Division of Infectious Diseases, Department of Medicine,1 and Departments of Microbiology and Immunology2 and Pathology,3 Albert Einstein College of Medicine, Bronx, New York, and Department of Microbiology, University of Nevada School of Medicine, Reno, Nevada4
Received 2 December 1999/Returned for modification 25 January 2000/Accepted 23 February 2000
Monoclonal antibodies to the encapsulated fungus Cryptococcus neoformans produce different immunofluorescence (IF) patterns after binding to the polysaccharide capsule. To explore the relationship between the IF pattern and the location of antibody binding, two immunoglobulin M (IgM) monoclonal antibodies (MAbs) (12A1 and 13F1) that differ in protective efficacy and IF pattern and one protective IgG1 MAb (2H1) were studied by IF and electron microscopy (EM). Fixing C. neoformans cells in lung tissue for EM resulted in significantly better preservation of the capsule than fixing yeast cells in suspension. The localization of MAbs 12A1 and 13F1 by immunogold EM differed depending on whether the MAb was bound to cells in cut tissue sections embedded in plastic or to cells in solution. In cut tissue sections, MAbs 12A1 and 13F1 bound throughout the capsule, whereas in solution both MAbs bound near the capsule surface. To investigate whether antibody binding to the C. neoformans capsule affected the binding of other primary or secondary reagents, various combinations of MAbs 12A1, 13F1, and 2H1 were studied by direct and indirect IF. The IF pattern and location of binding for MAbs 12A1, 13F1, and 2H1 varied depending on the presence of other capsule-binding MAbs and the method of detection.
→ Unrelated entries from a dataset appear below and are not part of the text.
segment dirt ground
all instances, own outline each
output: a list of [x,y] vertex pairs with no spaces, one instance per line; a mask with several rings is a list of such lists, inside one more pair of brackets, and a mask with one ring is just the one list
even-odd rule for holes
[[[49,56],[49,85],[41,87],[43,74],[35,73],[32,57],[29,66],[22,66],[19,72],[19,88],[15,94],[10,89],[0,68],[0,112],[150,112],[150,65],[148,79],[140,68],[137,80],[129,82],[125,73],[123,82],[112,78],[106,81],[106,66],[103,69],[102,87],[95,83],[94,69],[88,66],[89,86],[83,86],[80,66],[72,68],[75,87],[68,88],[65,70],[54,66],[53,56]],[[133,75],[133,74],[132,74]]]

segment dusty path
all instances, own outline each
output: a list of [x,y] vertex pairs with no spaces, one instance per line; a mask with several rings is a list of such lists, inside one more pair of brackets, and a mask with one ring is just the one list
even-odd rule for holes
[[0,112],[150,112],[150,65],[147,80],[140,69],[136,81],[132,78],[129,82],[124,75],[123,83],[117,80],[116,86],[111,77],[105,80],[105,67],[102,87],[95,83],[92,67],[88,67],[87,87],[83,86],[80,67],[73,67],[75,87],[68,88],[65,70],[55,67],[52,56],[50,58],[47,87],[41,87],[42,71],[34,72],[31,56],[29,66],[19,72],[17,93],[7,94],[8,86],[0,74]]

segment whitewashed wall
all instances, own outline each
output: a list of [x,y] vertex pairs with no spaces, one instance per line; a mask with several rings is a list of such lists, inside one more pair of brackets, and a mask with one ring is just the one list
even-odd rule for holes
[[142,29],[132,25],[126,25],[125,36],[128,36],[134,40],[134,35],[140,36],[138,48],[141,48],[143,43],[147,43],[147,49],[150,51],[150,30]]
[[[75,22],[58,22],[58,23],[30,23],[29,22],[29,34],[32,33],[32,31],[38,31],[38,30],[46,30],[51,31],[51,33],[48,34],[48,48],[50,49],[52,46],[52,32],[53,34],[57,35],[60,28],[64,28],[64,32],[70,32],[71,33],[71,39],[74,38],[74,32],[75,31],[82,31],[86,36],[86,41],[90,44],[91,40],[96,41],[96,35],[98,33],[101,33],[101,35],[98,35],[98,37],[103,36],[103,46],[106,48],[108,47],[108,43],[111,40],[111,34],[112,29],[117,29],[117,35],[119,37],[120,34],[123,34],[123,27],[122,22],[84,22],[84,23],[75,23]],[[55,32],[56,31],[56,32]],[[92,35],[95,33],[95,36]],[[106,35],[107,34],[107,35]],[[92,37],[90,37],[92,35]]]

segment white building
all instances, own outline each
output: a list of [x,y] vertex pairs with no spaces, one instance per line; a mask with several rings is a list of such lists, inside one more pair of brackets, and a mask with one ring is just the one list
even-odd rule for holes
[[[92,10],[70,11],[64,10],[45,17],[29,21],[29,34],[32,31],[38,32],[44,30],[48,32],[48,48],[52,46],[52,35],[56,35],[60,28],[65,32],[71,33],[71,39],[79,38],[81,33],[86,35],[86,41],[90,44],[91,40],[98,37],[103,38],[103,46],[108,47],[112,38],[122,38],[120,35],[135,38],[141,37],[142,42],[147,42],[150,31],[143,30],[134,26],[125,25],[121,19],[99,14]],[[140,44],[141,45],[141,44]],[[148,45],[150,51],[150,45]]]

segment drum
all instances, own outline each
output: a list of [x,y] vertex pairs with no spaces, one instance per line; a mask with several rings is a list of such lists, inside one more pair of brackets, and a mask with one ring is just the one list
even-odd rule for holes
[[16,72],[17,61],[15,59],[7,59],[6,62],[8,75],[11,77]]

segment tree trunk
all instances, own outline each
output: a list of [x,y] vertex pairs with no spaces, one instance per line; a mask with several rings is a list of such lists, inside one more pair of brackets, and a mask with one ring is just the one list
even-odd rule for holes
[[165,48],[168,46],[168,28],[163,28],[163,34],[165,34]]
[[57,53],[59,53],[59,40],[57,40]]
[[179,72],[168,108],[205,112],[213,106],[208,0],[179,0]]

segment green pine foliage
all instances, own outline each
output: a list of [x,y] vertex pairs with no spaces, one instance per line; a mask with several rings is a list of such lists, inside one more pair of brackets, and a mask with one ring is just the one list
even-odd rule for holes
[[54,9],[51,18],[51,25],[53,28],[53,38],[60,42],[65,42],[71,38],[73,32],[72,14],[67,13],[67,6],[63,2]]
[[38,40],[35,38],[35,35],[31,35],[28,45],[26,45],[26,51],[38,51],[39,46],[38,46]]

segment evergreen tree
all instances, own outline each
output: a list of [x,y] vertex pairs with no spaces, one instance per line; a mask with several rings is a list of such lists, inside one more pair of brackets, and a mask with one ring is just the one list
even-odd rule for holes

The results show that (i) binding of MAbs to the C. neoformans polysaccharide capsule can modify the binding of subsequent primary or secondary antibodies; (ii) the IgM MAbs bind primarily to the outer capsule regions despite the occurrence of their epitopes throughout the capsule; and (iii) MAb 2H1 staining of newly formed buds is reduced, suggesting quantitative or qualitative differences in bud capsule.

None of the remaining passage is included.